LUXURY CAMPING EQUIPMENT. CAMPING EQUIPMENT


Luxury Camping Equipment. Mcgrail Farm Equipment.



Luxury Camping Equipment





luxury camping equipment






    equipment
  • an instrumentality needed for an undertaking or to perform a service

  • The act of equipping, or the state of being equipped, as for a voyage or expedition; Whatever is used in equipping; necessaries for an expedition or voyage; the collective designation for the articles comprising an outfit; equipage; as, a railroad equipment (locomotives, cars, etc.

  • A tool is a device that can be used to produce or achieve something, but that is not consumed in the process. Colloquially a tool can also be a procedure or process used for a specific purpose.

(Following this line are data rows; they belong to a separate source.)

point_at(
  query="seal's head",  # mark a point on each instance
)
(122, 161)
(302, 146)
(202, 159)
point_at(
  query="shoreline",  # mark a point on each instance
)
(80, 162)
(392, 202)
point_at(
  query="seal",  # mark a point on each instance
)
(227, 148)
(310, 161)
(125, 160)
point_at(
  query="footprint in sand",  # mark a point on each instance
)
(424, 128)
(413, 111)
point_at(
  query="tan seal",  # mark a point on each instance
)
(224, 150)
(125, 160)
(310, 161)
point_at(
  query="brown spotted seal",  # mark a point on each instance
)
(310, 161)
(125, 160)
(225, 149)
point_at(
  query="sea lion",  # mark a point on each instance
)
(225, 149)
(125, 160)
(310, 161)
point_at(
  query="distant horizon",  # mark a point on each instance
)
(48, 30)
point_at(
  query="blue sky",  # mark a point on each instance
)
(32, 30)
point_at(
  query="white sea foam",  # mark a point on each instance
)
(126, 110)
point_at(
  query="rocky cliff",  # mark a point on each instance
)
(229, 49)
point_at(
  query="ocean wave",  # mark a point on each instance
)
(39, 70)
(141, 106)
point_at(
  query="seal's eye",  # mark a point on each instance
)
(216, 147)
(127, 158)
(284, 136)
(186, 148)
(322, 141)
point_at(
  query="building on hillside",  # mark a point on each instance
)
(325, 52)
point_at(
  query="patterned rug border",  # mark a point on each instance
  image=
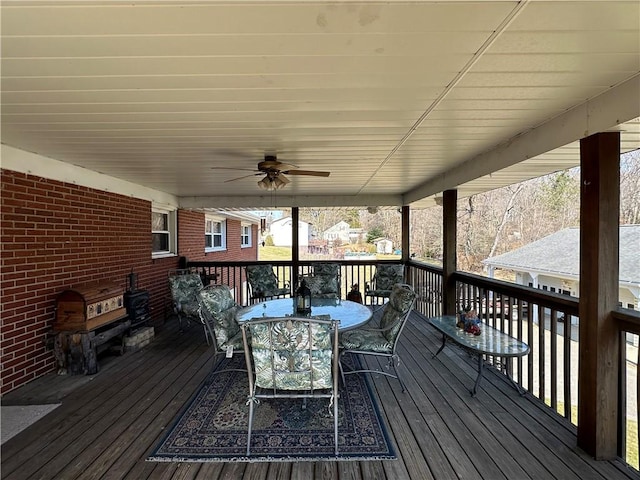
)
(256, 458)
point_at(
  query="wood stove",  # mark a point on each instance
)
(136, 302)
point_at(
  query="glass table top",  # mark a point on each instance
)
(490, 341)
(350, 314)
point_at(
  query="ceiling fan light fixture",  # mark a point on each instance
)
(271, 183)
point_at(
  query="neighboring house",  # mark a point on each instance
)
(343, 232)
(552, 263)
(281, 232)
(383, 245)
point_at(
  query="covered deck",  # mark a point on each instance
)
(108, 423)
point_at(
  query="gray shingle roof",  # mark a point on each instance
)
(558, 253)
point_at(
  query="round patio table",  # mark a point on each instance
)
(350, 314)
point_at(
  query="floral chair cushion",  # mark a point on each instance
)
(264, 282)
(323, 286)
(293, 354)
(385, 278)
(383, 339)
(220, 313)
(184, 292)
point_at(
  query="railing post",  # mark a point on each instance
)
(406, 232)
(295, 248)
(449, 250)
(599, 334)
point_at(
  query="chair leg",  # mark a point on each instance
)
(341, 369)
(395, 362)
(335, 422)
(251, 407)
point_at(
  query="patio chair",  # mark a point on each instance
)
(386, 276)
(184, 286)
(381, 341)
(217, 310)
(264, 284)
(291, 357)
(325, 280)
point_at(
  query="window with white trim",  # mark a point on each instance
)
(215, 234)
(163, 232)
(245, 236)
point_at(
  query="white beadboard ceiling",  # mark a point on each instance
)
(398, 100)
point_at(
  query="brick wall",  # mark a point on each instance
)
(56, 235)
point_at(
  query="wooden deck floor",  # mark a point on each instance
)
(108, 423)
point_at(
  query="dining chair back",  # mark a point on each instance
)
(294, 357)
(325, 280)
(217, 310)
(264, 283)
(184, 286)
(382, 341)
(385, 277)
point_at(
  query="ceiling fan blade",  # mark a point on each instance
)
(307, 172)
(233, 168)
(244, 176)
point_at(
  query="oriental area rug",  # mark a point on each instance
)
(213, 425)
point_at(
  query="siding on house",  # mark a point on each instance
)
(554, 262)
(56, 235)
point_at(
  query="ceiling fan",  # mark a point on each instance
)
(273, 172)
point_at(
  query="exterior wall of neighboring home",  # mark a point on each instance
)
(384, 246)
(281, 232)
(339, 231)
(56, 235)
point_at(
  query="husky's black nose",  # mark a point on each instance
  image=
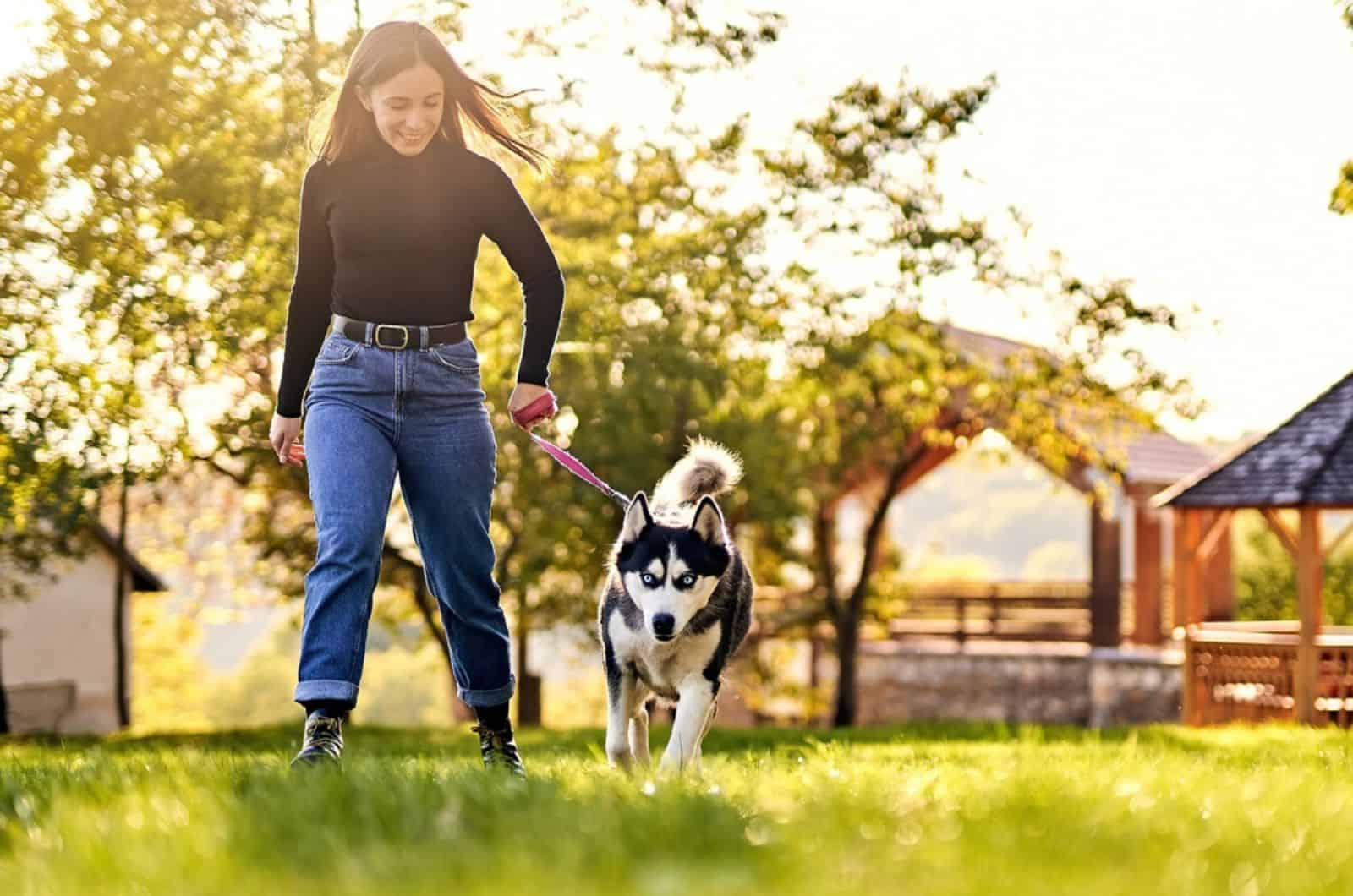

  • The necessary items for a particular purpose

  • Mental resources

  • The process of supplying someone or something with such necessary items





    camping
  • (camp) providing sophisticated amusement by virtue of having artificially (and vulgarly) mannered or banal or sentimental qualities; "they played up the silliness of their roles for camp effect"; "campy Hollywood musicals of the 1940's"

  • Lodge temporarily, esp. in an inappropriate or uncomfortable place

  • Live for a time in a camp, tent, or camper, as when on vacation

  • the act of encamping and living in tents in a camp

  • Remain persistently in one place

  • (camp) live in or as if in a tent; "Can we go camping again this summer?"; "The circus tented near the town"; "The houseguests had to camp in the living room"





    luxury
  • The state of great comfort and extravagant living

  • An inessential, desirable item that is expensive or difficult to obtain

  • lavishness: the quality possessed by something that is excessively expensive

  • something that is an indulgence rather than a necessity

  • wealth as evidenced by sumptuous living











luxury camping equipment - Nemo Equipment




Nemo Equipment 2011 Fillo Luxury Pillow (Green)


Nemo Equipment 2011 Fillo Luxury Pillow (Green)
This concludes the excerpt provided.